Eisner's Prom Queen sets precedent
Michael Eisner’s Vuguru, one of the first studios dedicated to Internet video production, announced a stage-setting deal on Monday.
The studio, owned by Eisner’s The Tornante Company, sold its Internet original series, Prom Queen and Prom Queen: Summer Heat, to French company Cyber-Group Animation and to Japanese company Rights Entertainment. Cyber-Group Animation will distribute the show across wireless mobile, broadband, traditional TV and home video platforms. Rights Entertainment will distribute a Japanese-language version of the show and create a localized version.
Prom Queen originally premiered on portals such as MySpace and Veoh.com – which is partially funded by Tornante — where it was viewed by more than 15 million people during its summer run. It did well enough to spawn a successor, Summer Heat.
Putting that in context, in the week of Oct. 2, CSI: Miami attracted an average of 15.08 million viewers, demonstrating how the gap between TV and Internet is rapidly narrowing. That explains, in part, why companies like Eisner’s are on to something.
What Eisner’s deal shows is that there is an after-market for the professional production, syndication and distribution of short-form series created originally for the Internet. At this point, it may not be the most lucrative market – it’s not selling Friends to TV stations, but we’ll probably never see that day again – but Web 2.0 is a digital Wild West as far as Hollywood is concerned.
Eisner’s deal should be great news to entrepreneurial producers. The business of traditional syndication – selling domestically-produced TV shows to domestic TV stations – is all grown up. Most of syndication’s big shows – Oprah, Entertainment Tonight, Wheel of Fortune, Jeopardy!, Judge Judy – have been on forever, they have a steady (although declining) viewer base, and stations have them renewed out for years. That doesn’t mean syndication is failing, but it does mean it’s crowded. New shows have a hard time breaking through, because old shows are firmly entrenched. The big shows – the Oprahs, the Phils – make tons of money and they aren’t going anywhere. That’s why producers are well-served by looking beyond TV.

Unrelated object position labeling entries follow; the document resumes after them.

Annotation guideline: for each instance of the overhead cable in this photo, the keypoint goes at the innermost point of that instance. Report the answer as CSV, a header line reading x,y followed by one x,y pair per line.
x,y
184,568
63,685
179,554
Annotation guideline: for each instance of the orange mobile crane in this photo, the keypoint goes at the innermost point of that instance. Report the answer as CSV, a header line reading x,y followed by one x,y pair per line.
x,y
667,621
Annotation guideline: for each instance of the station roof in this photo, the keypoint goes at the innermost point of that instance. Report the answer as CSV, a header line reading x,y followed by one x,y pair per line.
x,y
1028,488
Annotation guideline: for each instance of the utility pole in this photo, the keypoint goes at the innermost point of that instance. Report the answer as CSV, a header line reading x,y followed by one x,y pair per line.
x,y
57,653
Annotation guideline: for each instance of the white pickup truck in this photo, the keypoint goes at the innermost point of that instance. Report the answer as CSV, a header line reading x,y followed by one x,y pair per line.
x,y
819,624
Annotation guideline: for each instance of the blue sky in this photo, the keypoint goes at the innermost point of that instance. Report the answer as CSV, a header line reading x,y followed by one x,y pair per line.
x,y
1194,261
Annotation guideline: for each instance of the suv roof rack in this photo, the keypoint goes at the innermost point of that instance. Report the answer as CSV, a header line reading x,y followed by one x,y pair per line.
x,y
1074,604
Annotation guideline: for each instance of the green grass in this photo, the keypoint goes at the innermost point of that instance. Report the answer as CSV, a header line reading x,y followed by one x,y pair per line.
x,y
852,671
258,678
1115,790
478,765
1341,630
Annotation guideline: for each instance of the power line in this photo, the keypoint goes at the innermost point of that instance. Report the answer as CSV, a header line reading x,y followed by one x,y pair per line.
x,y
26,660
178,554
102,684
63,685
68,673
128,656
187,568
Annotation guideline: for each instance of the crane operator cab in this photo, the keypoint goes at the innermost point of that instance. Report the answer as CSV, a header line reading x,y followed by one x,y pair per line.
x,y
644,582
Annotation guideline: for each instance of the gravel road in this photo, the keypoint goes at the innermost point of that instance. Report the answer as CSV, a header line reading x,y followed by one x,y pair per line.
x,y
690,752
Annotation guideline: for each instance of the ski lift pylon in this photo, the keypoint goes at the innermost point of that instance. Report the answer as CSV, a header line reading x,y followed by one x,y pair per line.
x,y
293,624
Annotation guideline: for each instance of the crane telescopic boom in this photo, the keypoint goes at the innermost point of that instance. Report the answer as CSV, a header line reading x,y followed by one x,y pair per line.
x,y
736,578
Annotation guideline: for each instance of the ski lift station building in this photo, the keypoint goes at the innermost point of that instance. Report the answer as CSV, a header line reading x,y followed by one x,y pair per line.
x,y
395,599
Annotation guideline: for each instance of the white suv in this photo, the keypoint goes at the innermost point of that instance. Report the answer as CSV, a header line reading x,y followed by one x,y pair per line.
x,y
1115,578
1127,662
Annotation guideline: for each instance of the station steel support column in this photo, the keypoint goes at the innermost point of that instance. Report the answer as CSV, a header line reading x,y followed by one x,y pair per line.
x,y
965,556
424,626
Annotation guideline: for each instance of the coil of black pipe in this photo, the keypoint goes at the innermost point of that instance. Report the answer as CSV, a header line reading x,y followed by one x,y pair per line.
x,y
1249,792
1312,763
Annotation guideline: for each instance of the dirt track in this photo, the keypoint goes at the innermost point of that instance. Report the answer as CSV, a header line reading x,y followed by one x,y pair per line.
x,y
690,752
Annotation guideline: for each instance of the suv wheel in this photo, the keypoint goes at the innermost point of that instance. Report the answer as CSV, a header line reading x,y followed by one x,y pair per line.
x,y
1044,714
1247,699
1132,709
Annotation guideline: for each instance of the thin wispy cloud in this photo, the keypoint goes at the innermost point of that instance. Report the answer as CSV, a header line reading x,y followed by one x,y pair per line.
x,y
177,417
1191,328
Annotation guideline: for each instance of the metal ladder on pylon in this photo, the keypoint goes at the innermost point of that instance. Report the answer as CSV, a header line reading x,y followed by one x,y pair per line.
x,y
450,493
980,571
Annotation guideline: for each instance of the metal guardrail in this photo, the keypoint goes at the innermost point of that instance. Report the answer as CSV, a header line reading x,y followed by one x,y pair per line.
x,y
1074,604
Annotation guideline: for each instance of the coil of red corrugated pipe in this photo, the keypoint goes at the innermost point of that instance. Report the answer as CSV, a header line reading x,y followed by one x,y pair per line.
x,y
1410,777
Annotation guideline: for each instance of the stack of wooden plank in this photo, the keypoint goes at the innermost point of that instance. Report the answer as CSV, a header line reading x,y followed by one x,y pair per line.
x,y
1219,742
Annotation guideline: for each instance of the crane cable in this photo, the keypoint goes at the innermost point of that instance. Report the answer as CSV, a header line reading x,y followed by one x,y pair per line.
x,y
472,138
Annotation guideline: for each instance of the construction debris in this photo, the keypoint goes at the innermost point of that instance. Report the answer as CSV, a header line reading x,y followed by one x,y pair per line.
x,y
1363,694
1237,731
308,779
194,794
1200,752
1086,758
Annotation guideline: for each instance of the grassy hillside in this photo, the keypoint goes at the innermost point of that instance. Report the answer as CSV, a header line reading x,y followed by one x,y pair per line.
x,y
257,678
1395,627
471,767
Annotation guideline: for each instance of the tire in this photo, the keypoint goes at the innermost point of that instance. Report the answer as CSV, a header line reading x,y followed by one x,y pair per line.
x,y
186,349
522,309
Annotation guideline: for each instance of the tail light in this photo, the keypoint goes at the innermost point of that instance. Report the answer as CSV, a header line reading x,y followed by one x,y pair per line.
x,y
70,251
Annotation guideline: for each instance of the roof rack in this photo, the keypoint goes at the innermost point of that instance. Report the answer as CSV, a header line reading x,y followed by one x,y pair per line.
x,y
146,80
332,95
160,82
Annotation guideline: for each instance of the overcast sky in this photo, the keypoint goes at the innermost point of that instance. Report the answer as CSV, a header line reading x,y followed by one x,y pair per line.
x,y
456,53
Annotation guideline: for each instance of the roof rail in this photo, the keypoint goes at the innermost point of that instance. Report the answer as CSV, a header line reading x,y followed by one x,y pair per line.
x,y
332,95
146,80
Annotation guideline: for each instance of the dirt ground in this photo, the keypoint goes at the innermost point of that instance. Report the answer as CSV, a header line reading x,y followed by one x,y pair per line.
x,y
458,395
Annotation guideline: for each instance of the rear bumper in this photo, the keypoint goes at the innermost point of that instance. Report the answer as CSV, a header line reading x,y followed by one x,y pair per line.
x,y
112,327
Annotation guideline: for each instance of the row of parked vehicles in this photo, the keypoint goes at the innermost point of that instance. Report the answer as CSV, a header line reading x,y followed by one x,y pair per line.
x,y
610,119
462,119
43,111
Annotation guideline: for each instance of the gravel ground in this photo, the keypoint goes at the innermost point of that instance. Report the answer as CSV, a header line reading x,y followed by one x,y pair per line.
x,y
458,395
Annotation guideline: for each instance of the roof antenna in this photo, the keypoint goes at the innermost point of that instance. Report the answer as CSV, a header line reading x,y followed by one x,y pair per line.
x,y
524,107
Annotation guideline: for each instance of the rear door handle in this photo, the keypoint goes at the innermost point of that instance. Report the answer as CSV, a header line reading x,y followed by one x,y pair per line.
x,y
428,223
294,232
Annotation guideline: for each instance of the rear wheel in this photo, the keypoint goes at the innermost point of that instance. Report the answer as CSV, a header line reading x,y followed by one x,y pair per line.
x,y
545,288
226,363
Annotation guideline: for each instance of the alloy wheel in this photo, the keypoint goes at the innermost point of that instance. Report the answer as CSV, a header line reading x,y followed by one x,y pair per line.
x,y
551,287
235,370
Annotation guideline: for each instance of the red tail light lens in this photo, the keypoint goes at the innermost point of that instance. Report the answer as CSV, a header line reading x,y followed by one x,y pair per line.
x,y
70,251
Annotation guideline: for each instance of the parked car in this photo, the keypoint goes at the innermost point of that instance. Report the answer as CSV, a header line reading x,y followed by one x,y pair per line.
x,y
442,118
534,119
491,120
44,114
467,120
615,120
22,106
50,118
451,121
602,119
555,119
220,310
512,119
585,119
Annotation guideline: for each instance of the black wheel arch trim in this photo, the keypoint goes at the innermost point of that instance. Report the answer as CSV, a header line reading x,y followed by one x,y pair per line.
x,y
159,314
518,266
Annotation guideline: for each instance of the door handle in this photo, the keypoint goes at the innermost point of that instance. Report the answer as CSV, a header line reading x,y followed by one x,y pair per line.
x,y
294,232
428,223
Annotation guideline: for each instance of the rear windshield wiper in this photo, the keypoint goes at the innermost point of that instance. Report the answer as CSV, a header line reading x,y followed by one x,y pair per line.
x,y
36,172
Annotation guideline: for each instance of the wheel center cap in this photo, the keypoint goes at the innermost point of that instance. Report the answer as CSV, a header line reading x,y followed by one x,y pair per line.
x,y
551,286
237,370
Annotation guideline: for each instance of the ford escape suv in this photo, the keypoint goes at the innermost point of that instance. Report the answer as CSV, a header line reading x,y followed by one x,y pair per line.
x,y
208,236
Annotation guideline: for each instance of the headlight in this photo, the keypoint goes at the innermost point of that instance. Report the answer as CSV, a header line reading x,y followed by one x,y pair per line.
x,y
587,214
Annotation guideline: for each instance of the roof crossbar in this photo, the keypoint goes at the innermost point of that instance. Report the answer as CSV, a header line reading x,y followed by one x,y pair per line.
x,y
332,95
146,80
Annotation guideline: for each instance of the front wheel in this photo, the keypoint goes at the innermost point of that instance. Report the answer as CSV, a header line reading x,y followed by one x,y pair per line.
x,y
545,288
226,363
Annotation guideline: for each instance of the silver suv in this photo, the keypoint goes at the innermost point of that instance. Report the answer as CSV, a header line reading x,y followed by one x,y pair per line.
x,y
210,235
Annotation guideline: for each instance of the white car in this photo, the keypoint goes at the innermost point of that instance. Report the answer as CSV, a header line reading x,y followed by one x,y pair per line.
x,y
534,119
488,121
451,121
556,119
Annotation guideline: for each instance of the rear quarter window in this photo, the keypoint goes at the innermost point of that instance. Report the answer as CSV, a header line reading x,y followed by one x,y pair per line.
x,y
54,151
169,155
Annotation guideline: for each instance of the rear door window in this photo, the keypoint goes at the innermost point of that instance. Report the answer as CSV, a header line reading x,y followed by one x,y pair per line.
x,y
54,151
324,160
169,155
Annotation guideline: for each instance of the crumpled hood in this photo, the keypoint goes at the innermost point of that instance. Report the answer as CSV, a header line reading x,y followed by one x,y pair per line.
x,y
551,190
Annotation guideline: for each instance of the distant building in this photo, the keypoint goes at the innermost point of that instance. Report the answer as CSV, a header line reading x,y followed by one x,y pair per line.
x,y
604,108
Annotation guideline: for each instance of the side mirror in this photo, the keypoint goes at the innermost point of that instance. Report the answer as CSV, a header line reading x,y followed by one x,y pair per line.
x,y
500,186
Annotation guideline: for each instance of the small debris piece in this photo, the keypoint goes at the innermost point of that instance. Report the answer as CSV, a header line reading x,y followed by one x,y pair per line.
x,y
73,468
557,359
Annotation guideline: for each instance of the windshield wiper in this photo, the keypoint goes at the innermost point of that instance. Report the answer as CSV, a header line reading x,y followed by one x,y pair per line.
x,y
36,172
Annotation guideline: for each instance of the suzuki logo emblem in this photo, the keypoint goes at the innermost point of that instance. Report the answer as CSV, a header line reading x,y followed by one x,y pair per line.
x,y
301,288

Eisner is certainly not the first person to grasp this concept. Reality uber-producer Mark Burnett has produced shows for AOL (one called Gold Rush, in fact), and plenty of Web sites (Funnyordie.com, MyDamnChannel.com) are popping up, hoping to get a toehold in these early days. Eisner is the first one to broker an international deal for a short-form Internet series, but it won’t be long before buying and selling short-form multi-platform content and looking for the next big Internet hit – like the syndication market of old – will be business as usual.